Guest More than 1 year ago
This book is one of the best books I have ever read! You can really relate to the characters in the story and the author makes you feel like your living the life of the main character. Jordan who just happens to be the main character dislikes her mother and stepdad(she thinks they are weird), she is in love with her best friends known to be crazy brother, oh yeah and she lives with her dad who she thought was normal, but it turns out he is having an affair with a married lady and will go to all costs to get her... This book is so suspensful and leads the life of an everyday teenager. She encounters many problems and has to learn to face them. I could really relate to her. Other than the dad having an affair with the married lady part I mean. It's an absolute must read.
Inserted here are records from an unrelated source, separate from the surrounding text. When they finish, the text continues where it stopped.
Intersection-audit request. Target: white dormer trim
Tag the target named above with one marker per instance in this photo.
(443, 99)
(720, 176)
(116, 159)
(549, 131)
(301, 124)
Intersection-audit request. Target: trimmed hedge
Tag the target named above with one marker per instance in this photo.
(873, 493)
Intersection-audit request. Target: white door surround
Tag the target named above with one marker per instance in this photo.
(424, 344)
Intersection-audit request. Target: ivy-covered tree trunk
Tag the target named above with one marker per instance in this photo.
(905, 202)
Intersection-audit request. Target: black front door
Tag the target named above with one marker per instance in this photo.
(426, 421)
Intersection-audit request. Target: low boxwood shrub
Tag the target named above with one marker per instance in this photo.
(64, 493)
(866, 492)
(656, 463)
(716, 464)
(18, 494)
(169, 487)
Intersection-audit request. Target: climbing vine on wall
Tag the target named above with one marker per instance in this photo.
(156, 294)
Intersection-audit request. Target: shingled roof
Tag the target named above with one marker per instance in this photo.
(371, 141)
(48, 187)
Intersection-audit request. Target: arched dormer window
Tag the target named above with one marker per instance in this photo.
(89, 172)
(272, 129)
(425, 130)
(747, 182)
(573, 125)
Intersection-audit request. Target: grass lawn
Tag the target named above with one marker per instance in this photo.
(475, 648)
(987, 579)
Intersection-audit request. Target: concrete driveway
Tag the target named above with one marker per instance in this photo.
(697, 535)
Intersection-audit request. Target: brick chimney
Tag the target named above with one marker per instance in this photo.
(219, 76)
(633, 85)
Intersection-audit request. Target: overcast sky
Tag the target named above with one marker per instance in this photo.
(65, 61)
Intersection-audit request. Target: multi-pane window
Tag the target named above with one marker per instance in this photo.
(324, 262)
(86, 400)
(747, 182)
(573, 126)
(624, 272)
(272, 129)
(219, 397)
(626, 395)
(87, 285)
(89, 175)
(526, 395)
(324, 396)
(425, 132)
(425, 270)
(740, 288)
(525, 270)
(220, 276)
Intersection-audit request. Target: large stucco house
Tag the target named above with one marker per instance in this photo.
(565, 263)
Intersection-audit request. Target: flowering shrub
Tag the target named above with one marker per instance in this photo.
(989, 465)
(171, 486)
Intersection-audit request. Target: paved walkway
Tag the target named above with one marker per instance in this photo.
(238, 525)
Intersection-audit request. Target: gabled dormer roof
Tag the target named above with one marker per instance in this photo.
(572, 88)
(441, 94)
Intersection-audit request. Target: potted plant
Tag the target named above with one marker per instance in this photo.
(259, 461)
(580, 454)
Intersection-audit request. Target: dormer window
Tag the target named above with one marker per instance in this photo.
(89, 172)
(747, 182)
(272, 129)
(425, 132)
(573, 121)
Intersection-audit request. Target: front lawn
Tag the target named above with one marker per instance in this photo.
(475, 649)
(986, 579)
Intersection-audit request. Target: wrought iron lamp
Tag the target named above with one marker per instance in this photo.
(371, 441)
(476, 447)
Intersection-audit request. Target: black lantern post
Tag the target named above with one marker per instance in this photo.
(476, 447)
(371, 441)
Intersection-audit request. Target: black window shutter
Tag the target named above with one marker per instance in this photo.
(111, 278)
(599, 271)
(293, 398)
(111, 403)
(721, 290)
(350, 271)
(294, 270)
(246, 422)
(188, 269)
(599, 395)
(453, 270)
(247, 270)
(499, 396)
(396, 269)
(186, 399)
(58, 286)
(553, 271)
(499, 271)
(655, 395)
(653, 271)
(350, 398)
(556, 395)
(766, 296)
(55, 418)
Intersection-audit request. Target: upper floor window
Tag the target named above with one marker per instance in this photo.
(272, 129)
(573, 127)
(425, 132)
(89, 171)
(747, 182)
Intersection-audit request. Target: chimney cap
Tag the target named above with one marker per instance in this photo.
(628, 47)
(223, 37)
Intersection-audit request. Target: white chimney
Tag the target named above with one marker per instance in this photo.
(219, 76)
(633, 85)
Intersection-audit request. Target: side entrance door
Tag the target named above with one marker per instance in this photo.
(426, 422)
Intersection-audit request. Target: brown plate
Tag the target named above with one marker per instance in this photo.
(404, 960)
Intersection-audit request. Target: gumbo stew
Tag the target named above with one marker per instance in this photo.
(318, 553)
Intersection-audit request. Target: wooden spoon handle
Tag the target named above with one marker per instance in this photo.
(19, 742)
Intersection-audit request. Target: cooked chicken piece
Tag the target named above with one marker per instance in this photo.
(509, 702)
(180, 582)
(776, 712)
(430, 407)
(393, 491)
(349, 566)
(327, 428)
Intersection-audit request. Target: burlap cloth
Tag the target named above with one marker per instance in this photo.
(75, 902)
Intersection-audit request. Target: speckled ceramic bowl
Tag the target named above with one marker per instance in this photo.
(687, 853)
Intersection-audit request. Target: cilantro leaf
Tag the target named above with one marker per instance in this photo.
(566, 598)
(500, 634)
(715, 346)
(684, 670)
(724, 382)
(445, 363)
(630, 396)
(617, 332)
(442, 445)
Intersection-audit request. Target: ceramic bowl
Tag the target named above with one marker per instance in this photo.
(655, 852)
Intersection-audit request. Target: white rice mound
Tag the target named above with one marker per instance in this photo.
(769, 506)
The author(Deb Caletti) really leaves you wanting to read more with each chapter that you read. I loved this book and would recommend it to anyone!
Guest More than 1 year ago
This book is not good at all it doesn't really have a plot and it is really hard to follow and it never really did cacth my attention I think the book is not explianed at all and is not worth the read of 345 pages or so! Jordan the Main Characther is kind of weird with her thinking
Guest More than 1 year ago
I sometimes didn't understand the way Jordan thought in the book. But it was okay. It's one of those books you have to be in the mood to read. I've started reading it like 3 times and stopped reading it b/c I thought it was boring but I finally finished it. But overall the book was okay.